Rasip1 is dynamically involved in the establishment of apical compartments.

A Schematic depicting the anastomosis of two tip cells in the formation of the DLAV. A stable cell-cell contact site is formed with the deposition of junctional proteins, including Cdh5 (I). The cell-cell contact site opens into a ring structure while the apical membrane is inserted into the luminal pocket within the junctional ring (II). Cell rearrangement leads to the elongation of the junctional ring (III). A transverse view of the luminal pocket located within the junctional ring (IV). B Time-lapse imaging of Cdh5-Venus and ZO1-tdTomato, captured from 30 hpf throughout the patch-to-ring transition. (B’) Intensities of Cdh5-Venus and ZO1-tdTomato along the dashed lines in (B). C Antibody staining for Cdh5 and Rasip1 at junctional patches and rings of varying sizes, from initial cell-cell contacts to the formation of stable junctional rings. The Dice-Sørensen coefficient was calculated as twice the joint area of the two signals divided by the sum of the area of each signal after automatic thresholding.
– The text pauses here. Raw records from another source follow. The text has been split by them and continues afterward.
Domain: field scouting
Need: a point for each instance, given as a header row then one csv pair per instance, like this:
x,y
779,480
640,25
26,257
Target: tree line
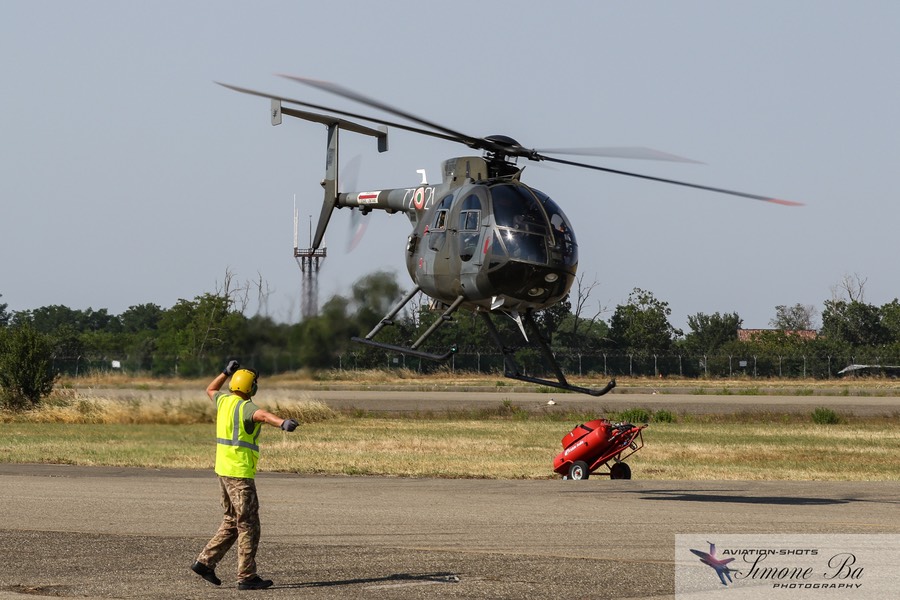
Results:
x,y
192,337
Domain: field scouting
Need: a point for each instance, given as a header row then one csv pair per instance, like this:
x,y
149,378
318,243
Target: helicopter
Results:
x,y
482,239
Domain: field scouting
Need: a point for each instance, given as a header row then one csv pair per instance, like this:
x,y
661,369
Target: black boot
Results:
x,y
207,573
254,583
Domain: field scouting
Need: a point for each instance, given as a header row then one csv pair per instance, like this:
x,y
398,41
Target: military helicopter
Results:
x,y
482,239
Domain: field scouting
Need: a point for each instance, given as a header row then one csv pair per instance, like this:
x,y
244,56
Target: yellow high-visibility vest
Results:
x,y
237,450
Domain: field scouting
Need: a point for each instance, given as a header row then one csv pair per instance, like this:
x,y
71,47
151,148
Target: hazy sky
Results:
x,y
127,176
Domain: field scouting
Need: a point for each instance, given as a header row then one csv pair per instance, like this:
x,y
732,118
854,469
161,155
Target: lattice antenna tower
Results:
x,y
310,261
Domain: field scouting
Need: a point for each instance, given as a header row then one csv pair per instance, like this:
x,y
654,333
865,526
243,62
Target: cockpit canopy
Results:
x,y
530,227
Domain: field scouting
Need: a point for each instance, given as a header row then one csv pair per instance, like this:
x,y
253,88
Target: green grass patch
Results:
x,y
502,445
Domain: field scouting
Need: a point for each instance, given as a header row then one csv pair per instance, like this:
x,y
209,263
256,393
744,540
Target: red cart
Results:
x,y
596,444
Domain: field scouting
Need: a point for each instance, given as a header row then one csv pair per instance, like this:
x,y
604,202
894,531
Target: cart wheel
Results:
x,y
579,470
620,471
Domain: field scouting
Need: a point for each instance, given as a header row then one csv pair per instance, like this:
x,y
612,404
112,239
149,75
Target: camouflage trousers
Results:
x,y
240,523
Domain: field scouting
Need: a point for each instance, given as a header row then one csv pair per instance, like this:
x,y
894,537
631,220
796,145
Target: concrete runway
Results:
x,y
132,533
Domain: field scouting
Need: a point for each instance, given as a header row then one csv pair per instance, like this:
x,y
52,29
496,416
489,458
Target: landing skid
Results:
x,y
511,368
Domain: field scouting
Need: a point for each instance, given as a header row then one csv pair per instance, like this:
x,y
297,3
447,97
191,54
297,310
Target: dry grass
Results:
x,y
175,430
406,379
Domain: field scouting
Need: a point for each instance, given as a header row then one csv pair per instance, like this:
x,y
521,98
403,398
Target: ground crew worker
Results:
x,y
238,424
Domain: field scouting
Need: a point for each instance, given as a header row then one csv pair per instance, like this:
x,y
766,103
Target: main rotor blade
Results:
x,y
675,182
635,152
339,112
338,90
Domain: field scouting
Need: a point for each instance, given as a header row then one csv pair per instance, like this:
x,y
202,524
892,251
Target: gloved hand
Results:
x,y
231,368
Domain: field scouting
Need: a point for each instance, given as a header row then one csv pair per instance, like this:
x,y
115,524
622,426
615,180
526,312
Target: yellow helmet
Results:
x,y
244,381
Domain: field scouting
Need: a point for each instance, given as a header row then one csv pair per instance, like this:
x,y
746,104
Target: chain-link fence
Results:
x,y
572,362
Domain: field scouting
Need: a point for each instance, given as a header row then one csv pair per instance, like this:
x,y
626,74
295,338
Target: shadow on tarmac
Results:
x,y
397,578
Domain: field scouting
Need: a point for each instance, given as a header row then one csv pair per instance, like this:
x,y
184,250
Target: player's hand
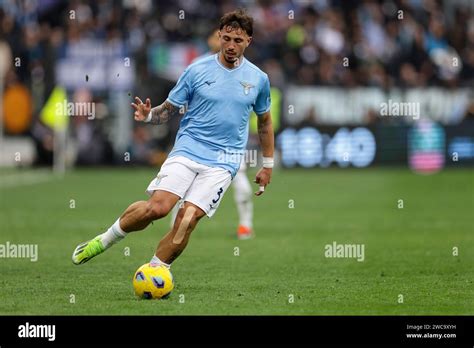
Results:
x,y
141,110
263,179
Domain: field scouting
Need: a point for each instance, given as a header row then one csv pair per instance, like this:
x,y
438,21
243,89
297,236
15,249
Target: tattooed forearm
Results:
x,y
162,113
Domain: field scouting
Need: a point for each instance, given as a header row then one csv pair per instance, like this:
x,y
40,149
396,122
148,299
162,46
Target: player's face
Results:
x,y
233,42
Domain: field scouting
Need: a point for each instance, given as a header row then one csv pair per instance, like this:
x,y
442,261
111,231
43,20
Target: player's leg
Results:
x,y
174,242
135,218
170,184
243,200
203,198
174,212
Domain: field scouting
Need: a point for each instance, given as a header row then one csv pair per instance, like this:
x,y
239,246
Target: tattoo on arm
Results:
x,y
262,127
162,113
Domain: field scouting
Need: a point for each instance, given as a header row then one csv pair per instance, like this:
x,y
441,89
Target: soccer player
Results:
x,y
240,182
217,95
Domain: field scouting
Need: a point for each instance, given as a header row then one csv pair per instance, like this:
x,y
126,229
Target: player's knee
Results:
x,y
187,220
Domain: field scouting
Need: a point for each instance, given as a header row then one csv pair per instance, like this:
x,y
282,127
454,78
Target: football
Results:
x,y
153,282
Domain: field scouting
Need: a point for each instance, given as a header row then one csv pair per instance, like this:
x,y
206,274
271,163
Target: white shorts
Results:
x,y
193,182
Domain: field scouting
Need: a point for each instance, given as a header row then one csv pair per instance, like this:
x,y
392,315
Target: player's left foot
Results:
x,y
86,251
244,232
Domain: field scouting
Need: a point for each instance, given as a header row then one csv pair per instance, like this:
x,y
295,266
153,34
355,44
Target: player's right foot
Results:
x,y
86,251
244,232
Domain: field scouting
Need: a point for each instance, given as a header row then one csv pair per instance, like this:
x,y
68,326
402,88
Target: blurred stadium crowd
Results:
x,y
380,44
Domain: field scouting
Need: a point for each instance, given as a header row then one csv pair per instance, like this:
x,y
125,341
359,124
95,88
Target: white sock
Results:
x,y
174,212
155,261
112,235
243,198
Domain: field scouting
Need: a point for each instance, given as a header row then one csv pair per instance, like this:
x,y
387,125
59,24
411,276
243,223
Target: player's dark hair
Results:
x,y
237,19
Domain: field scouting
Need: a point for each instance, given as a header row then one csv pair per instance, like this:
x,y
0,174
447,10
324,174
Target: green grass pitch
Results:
x,y
283,271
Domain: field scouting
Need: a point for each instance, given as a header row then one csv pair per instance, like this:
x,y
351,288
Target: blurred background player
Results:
x,y
240,183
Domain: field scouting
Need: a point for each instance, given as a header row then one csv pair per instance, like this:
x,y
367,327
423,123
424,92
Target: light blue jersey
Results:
x,y
214,130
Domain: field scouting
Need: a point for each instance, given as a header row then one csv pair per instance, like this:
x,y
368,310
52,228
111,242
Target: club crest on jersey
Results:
x,y
246,86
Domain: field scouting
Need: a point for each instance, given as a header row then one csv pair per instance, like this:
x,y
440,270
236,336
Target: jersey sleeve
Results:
x,y
182,92
263,102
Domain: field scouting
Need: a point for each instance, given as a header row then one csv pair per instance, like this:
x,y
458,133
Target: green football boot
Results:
x,y
86,251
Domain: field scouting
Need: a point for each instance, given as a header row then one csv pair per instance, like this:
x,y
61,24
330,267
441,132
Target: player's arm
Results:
x,y
157,115
266,136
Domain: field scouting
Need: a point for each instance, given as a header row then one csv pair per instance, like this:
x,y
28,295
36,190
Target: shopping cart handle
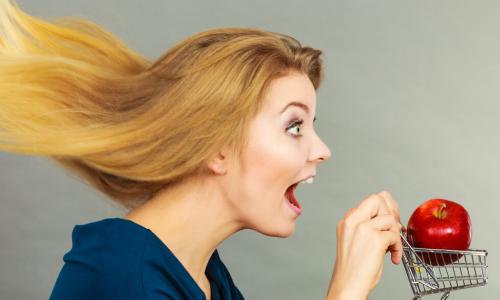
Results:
x,y
432,284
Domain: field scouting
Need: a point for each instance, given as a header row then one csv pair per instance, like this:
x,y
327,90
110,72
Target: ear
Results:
x,y
218,164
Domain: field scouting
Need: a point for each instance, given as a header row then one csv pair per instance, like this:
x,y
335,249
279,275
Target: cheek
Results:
x,y
271,166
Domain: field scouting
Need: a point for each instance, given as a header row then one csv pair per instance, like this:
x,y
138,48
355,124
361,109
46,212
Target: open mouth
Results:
x,y
289,194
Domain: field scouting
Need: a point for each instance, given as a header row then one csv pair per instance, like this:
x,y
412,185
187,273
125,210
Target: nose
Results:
x,y
319,151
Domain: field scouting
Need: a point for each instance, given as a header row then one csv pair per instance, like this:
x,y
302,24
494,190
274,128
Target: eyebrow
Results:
x,y
298,104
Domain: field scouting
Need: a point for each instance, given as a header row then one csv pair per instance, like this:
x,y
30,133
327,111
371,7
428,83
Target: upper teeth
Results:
x,y
309,180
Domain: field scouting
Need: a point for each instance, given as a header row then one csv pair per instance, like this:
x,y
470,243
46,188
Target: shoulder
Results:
x,y
103,263
219,273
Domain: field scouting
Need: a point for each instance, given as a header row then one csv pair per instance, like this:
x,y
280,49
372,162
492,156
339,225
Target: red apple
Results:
x,y
440,224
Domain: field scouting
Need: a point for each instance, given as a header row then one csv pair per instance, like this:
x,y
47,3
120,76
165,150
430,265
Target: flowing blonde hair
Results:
x,y
75,93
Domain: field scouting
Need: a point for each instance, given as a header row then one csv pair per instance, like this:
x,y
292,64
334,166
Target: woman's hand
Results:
x,y
364,236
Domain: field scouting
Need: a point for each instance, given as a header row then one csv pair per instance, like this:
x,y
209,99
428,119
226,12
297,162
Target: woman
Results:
x,y
211,138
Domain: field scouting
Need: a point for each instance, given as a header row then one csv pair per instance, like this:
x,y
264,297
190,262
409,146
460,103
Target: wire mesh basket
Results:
x,y
432,271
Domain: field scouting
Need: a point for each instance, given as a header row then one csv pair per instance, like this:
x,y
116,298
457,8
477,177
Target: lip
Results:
x,y
297,210
305,178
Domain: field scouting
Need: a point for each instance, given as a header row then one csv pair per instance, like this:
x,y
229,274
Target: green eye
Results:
x,y
294,128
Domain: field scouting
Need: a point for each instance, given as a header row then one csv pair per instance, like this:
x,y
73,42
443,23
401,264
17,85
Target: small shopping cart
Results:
x,y
445,270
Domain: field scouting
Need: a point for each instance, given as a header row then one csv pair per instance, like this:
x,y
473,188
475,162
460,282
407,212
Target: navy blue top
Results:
x,y
118,259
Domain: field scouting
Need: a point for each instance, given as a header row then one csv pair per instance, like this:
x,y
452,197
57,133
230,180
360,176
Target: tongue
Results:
x,y
291,197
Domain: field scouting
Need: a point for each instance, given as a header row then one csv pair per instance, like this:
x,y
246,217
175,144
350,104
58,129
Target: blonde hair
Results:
x,y
75,93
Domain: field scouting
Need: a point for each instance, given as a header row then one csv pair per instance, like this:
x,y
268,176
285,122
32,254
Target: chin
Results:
x,y
281,230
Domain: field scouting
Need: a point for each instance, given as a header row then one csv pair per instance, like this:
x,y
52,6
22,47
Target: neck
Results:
x,y
192,219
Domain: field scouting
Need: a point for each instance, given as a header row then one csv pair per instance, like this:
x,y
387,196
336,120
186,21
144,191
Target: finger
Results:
x,y
394,245
391,203
371,207
384,223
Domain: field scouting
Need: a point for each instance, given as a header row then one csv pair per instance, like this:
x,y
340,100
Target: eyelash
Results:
x,y
293,124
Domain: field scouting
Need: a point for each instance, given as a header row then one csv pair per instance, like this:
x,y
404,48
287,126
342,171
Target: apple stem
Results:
x,y
442,212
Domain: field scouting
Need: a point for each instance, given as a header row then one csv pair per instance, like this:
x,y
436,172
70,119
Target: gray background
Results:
x,y
409,104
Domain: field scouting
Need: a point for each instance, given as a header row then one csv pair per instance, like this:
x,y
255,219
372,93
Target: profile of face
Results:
x,y
282,150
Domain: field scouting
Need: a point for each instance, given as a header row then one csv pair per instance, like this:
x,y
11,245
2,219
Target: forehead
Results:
x,y
292,87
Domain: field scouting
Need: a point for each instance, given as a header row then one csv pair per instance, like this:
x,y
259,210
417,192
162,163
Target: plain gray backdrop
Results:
x,y
410,103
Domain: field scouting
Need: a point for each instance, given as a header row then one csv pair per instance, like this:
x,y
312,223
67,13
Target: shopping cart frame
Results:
x,y
469,270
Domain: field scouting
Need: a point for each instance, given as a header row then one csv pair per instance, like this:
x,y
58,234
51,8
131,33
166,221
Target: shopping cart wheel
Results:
x,y
445,295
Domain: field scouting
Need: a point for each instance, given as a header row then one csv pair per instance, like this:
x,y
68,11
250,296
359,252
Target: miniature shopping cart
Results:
x,y
467,270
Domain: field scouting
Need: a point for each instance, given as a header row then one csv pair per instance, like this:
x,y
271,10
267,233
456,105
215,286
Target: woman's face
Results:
x,y
283,149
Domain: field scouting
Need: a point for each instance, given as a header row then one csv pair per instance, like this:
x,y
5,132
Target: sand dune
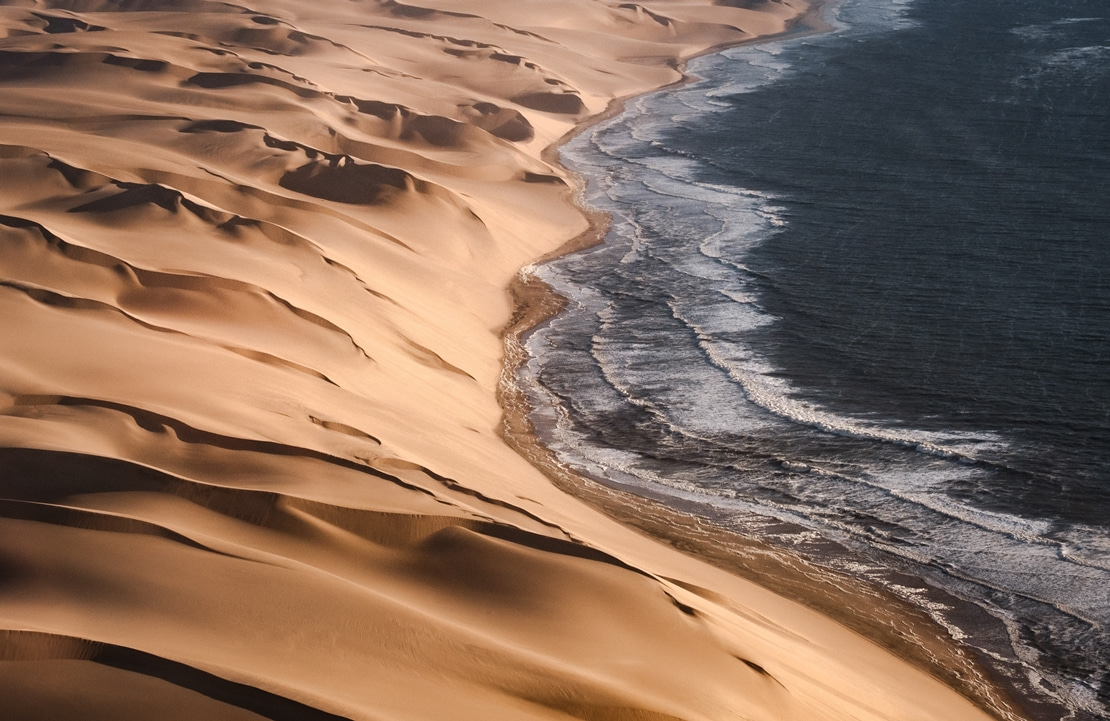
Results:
x,y
252,291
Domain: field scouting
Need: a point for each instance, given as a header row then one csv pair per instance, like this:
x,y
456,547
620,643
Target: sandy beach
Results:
x,y
260,456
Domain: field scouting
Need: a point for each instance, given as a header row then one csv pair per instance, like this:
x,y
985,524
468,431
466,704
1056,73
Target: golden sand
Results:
x,y
252,293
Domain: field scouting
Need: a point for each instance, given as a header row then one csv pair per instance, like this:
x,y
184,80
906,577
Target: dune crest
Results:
x,y
252,285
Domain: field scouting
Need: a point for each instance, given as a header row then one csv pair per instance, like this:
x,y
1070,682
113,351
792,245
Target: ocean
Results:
x,y
857,292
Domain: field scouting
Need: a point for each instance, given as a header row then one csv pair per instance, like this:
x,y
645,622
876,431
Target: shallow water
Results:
x,y
860,282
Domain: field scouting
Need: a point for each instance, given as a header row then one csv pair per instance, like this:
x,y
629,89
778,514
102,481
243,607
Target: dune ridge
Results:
x,y
252,286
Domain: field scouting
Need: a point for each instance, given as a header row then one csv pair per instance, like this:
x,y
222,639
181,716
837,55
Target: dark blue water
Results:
x,y
860,282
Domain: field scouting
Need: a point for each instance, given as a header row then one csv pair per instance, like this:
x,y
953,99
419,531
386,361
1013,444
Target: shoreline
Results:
x,y
695,529
252,457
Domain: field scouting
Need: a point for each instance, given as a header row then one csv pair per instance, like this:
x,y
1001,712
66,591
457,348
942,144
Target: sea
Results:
x,y
856,294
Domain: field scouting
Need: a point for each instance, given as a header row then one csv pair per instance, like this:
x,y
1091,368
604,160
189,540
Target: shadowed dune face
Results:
x,y
253,263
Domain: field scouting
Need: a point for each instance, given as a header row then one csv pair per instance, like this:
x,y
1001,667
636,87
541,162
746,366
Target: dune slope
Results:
x,y
252,281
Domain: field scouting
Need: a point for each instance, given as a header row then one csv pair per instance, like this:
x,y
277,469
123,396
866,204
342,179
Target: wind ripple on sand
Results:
x,y
252,275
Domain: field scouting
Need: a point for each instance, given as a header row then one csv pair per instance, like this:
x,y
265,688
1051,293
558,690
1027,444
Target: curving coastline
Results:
x,y
252,467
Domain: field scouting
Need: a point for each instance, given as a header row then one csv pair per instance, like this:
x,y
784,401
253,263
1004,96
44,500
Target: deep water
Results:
x,y
859,282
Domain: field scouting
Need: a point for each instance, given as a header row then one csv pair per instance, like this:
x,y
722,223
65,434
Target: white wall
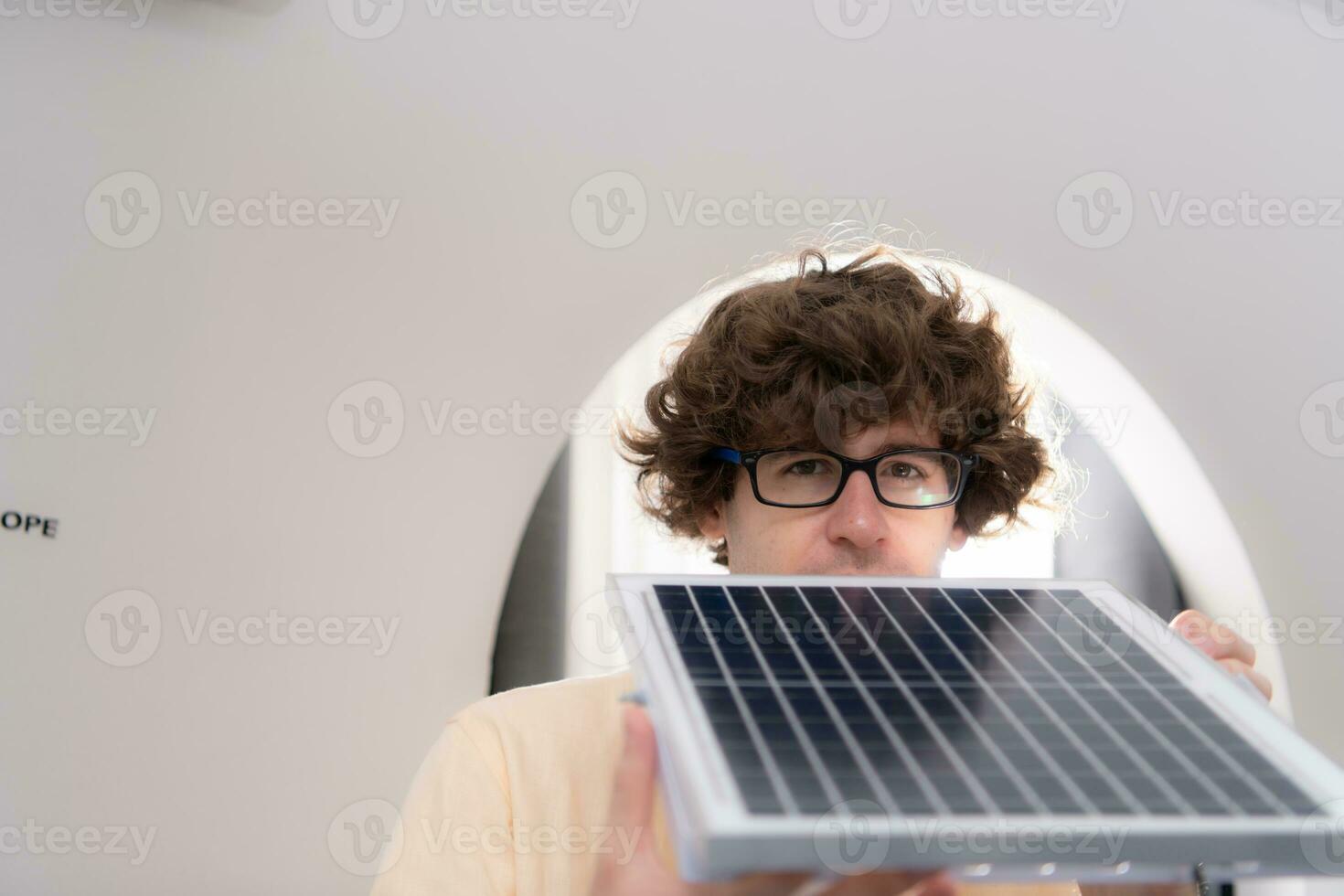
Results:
x,y
485,293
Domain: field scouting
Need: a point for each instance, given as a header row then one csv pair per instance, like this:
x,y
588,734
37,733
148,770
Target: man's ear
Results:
x,y
958,538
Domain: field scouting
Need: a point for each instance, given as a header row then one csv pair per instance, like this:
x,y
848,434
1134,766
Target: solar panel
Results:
x,y
806,720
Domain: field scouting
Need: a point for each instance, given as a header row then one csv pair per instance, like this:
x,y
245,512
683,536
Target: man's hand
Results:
x,y
1232,653
644,873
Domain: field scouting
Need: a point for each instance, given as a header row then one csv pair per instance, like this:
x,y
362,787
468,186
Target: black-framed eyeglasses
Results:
x,y
912,478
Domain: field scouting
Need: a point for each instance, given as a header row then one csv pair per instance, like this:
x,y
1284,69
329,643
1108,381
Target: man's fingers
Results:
x,y
636,776
1214,638
1237,667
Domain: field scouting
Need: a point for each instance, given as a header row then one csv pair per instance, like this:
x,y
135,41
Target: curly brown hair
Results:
x,y
778,363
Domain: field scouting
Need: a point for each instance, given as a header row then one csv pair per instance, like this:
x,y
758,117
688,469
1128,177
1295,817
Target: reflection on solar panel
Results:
x,y
943,699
D The Dice coefficient and the corresponding area of various junctional patches and rings, with data points color-coded by area (n = 42 cells from 12 embryos). E Time-lapse images showing the recruitment of Rasip1-Scarlet-I to the junctional patches and nascent junctional rings. Arrowheads mark Rasip1 clusters within the junctional patches. Arrows mark Rasip1 clusters localized at the periphery of junctional patches or within the nascent apical compartments. (E’) Automatic thresholding of Cdh5-Venus and Rasip1-Scarlet-I in (E). Black corresponds to the colocalized signals after thresholding. (E”) Graphic diagrams showing the localizations of signals in (E’). Consistent observations were made in 6 samples from 4 independent experiments. F Time-lapse images showing the recruitment of GFP-Podxl1 to the apical compartments. (F’) Intensities of Cdh5-Venus and GFP-Podxl1 along the dashed lines in (F). Consistent observations were made in 8 samples from 4 independent experiments. All scale bars: 5 μm. Source data are provided as a Source Data file.

Apical clearance and lumenal defects in rasip1 mutants.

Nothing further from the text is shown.